The Pushing Daisies Review: 1.5
Posted by Brendan Newton on 11.02.2007
It's no Treehouse of Horror, but Pushing Daisies delivers another good episode this week...
Ah, Halloween. One of the greatest days of the year, no matter what stage of life you're at. When I was a kid, it meant wandering the neighbourhood with family and friends dressed up as a Pirate, Ninja Turtle, or Darth Vader, then coming home and gorging myself full of candy for the next month. When I was a teenager, it meant roaming the streets with buddies playing with firecrackers and coming up with other random petty mischief that made us feel badass. When I was a college student, it meant hitting a bunch of parties and beer gardens on Campus and spending days in a booze-and-candy-fueled daze. Now that I'm a working Joe in my twenties, it apparently means sitting at home watching Pushing Daisies and then writing a review of it. Huh. If this show wasn't so consistently great, I'd be depressed.
Halloween's also always been a great tradition for TV, from It's the Great Pumpkin, Charlie Brown, to The Simpsons' seemingly never-ending Treehouse of Horror series to a dozen other off-the-wall Halloween episodes and specials. TV writers seem to love to use it as an excuse to disregard the usual laws of their show's realistic universe, kill off characters with impunity, and bring all manner of supernatural, quirky elements. So that's why I was intrigued to hear that Pushing Daisies was going to be doing a Halloween episode. It's difficult to imagine how a show that's already so quirky and offbeat could get even weirder. Luckily, it worked, and it was yet another good episode with some great character development (Ned especially, whose character took on an interesting, darker dimension) and an interesting ongoing story, although the episode tried to fit a bit too much in when there was probably enough material for two, and was thus one of the weaker Pushing Daisies episodes thus far.

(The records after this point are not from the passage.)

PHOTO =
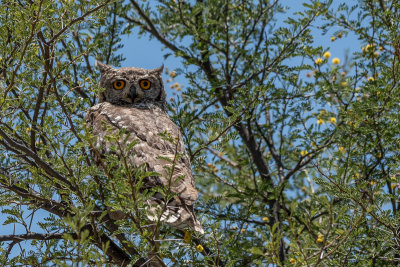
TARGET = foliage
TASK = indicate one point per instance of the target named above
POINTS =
(295, 152)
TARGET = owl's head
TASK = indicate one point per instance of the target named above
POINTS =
(130, 85)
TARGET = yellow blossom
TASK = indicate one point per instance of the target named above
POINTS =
(335, 60)
(200, 248)
(318, 61)
(186, 237)
(327, 55)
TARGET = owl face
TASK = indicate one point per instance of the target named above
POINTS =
(130, 85)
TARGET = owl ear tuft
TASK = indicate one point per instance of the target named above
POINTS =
(158, 70)
(103, 67)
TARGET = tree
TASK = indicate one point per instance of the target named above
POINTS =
(295, 152)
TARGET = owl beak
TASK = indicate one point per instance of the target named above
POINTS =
(133, 93)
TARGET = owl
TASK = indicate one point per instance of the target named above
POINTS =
(134, 99)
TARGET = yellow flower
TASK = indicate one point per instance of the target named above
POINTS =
(327, 55)
(186, 237)
(303, 153)
(172, 74)
(335, 61)
(318, 61)
(200, 248)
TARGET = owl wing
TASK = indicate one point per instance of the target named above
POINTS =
(145, 126)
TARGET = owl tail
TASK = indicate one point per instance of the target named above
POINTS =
(177, 214)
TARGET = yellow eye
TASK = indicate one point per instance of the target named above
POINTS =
(145, 84)
(119, 84)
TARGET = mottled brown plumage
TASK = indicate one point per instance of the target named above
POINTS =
(145, 118)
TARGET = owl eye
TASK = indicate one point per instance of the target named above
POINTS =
(118, 84)
(145, 84)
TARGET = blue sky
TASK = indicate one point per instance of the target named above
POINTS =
(145, 53)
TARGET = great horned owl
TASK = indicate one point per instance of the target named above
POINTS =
(135, 99)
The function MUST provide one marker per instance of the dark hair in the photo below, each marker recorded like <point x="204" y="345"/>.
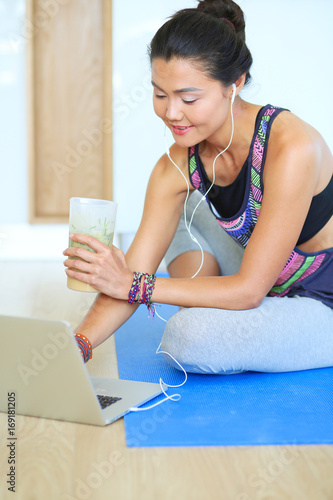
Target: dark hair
<point x="212" y="35"/>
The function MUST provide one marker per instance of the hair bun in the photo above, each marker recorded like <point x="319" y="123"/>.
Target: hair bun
<point x="225" y="9"/>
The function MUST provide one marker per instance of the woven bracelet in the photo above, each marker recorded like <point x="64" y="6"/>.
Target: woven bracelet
<point x="84" y="346"/>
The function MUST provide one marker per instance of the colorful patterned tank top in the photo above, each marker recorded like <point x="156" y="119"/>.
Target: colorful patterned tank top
<point x="305" y="274"/>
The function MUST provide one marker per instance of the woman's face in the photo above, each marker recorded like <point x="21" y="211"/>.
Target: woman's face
<point x="193" y="106"/>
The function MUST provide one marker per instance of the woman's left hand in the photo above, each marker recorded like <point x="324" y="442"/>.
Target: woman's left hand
<point x="105" y="269"/>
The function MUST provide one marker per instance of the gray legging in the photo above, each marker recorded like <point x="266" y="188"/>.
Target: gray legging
<point x="282" y="334"/>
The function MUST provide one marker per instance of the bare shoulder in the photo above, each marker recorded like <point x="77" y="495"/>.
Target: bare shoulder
<point x="298" y="150"/>
<point x="291" y="132"/>
<point x="167" y="171"/>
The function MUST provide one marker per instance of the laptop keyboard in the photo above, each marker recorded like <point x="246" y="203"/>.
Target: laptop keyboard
<point x="106" y="401"/>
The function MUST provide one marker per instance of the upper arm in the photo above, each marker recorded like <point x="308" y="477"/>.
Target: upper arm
<point x="165" y="196"/>
<point x="291" y="174"/>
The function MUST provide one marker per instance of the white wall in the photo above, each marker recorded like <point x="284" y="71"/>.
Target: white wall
<point x="291" y="43"/>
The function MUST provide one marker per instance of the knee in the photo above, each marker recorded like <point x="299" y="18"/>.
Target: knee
<point x="175" y="340"/>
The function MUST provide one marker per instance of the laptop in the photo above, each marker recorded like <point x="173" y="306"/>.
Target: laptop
<point x="41" y="364"/>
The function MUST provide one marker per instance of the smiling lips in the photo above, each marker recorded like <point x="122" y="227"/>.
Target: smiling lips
<point x="181" y="130"/>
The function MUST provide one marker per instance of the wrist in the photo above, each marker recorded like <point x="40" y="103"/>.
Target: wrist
<point x="84" y="346"/>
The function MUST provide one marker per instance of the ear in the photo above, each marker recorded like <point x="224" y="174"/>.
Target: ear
<point x="240" y="83"/>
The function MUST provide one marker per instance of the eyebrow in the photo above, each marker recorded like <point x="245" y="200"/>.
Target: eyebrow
<point x="186" y="89"/>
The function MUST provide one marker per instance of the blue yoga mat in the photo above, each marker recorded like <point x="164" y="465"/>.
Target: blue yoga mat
<point x="218" y="410"/>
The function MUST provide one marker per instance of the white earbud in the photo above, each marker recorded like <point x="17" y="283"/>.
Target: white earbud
<point x="233" y="93"/>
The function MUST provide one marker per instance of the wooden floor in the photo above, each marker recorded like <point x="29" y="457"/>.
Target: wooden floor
<point x="65" y="461"/>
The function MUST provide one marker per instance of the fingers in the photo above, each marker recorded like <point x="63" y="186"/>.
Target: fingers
<point x="88" y="240"/>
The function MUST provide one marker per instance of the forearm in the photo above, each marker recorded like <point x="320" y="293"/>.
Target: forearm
<point x="105" y="316"/>
<point x="222" y="292"/>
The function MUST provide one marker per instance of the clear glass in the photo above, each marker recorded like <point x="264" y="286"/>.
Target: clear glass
<point x="96" y="218"/>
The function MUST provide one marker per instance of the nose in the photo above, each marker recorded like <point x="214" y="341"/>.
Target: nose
<point x="173" y="111"/>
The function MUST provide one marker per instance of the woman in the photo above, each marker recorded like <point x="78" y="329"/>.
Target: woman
<point x="263" y="298"/>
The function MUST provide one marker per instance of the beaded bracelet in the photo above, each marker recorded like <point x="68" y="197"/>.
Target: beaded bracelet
<point x="134" y="293"/>
<point x="136" y="297"/>
<point x="84" y="346"/>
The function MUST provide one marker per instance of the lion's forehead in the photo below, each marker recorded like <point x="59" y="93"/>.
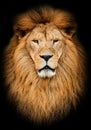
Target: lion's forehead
<point x="44" y="32"/>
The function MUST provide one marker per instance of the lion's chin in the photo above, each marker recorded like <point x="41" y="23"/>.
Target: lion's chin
<point x="46" y="72"/>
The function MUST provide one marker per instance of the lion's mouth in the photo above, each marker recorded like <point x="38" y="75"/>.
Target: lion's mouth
<point x="46" y="71"/>
<point x="46" y="68"/>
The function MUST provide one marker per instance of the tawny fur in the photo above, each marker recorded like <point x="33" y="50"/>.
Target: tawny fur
<point x="44" y="98"/>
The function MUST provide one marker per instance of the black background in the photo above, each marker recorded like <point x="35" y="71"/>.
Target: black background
<point x="77" y="119"/>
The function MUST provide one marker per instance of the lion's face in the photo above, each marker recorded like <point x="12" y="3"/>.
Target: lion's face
<point x="45" y="46"/>
<point x="45" y="65"/>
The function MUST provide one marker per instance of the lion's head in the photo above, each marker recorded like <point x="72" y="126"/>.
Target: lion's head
<point x="45" y="64"/>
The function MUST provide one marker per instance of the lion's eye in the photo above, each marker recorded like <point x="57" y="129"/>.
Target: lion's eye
<point x="54" y="41"/>
<point x="36" y="41"/>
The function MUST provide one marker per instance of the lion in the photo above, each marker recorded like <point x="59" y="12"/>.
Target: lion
<point x="44" y="64"/>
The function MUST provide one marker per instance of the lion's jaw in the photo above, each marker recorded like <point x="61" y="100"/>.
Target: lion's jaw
<point x="45" y="45"/>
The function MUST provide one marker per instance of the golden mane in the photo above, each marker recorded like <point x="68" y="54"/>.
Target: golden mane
<point x="44" y="98"/>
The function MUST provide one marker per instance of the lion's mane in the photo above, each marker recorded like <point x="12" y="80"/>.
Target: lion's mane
<point x="44" y="98"/>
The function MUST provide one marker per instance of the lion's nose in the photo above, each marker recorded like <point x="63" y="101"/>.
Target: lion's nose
<point x="46" y="57"/>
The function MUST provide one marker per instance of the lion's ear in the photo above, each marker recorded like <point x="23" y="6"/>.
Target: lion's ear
<point x="69" y="31"/>
<point x="19" y="32"/>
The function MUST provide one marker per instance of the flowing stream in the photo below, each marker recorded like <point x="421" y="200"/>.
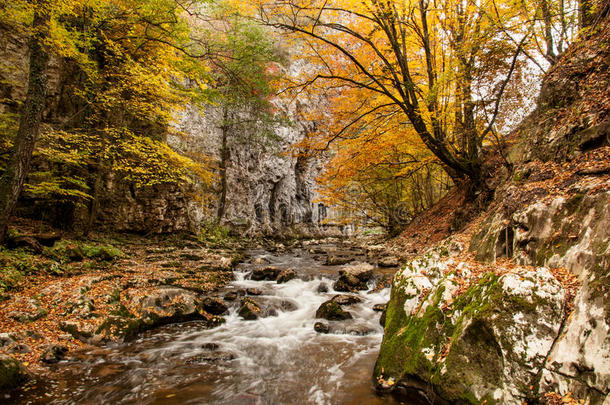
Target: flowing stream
<point x="278" y="359"/>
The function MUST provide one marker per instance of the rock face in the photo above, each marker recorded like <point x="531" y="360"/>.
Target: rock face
<point x="489" y="343"/>
<point x="268" y="190"/>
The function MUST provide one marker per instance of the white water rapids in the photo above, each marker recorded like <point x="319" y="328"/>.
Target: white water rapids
<point x="278" y="359"/>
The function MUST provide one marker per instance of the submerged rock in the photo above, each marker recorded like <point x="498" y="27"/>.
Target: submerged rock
<point x="354" y="278"/>
<point x="333" y="260"/>
<point x="332" y="311"/>
<point x="53" y="354"/>
<point x="345" y="299"/>
<point x="322" y="288"/>
<point x="389" y="261"/>
<point x="269" y="273"/>
<point x="285" y="276"/>
<point x="249" y="310"/>
<point x="321" y="327"/>
<point x="215" y="306"/>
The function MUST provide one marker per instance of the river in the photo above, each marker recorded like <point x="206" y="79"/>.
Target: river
<point x="278" y="359"/>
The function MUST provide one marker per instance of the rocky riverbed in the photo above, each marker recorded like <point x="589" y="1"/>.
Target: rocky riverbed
<point x="288" y="324"/>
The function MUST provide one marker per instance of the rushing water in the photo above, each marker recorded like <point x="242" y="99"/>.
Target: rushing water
<point x="279" y="359"/>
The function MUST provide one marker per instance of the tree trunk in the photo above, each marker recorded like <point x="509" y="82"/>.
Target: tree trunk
<point x="18" y="167"/>
<point x="224" y="159"/>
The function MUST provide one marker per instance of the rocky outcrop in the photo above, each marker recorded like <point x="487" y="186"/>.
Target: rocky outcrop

-Normally, I find it kind of goofy when writers set up something that appears to be the work of a ghost or some other supernatural presence and then reveal it to be the work of a normal human being using lots of wires and strings and Hollywood-quality special effects. It just has this silly Scooby-Doo quality to it that I can't take seriously but isn't really funny. In this episode, though, the mundane explanation was just creative enough to work, plus having the “ghost” turn out to be a hoax seems a lot more original when you're dealing with a series that already has supernatural elements to it. As Chuck explicitly points out to Ned, the idea of ghosts isn't all that absurd when you have a guy walking around who can raise the dead, so it seems like more of a twist to have it turn out to all be a hoax. It's also a neat way of reinforcing that the series does take place in a realistic world, without too many supernatural elements. This in turn reinforces how isolated Ned is as the lone supernatural being in the show's universe (and also emphasizes that it's magical realism as opposed to horror or fantasy, as I went on about in the “Pie-lette” review); he has the mysterious gift with no one around to explain to him how or why it works in an otherwise mundane universe (although it would be kind of funny if one week he noticed the omnipresent Narrator and suddenly started talking with him and asking him where the gift was from, to which the Narrator would respond that he didn't know). He is fundamentally different from all other human beings, and this has led to a life of almost complete isolation and alienation.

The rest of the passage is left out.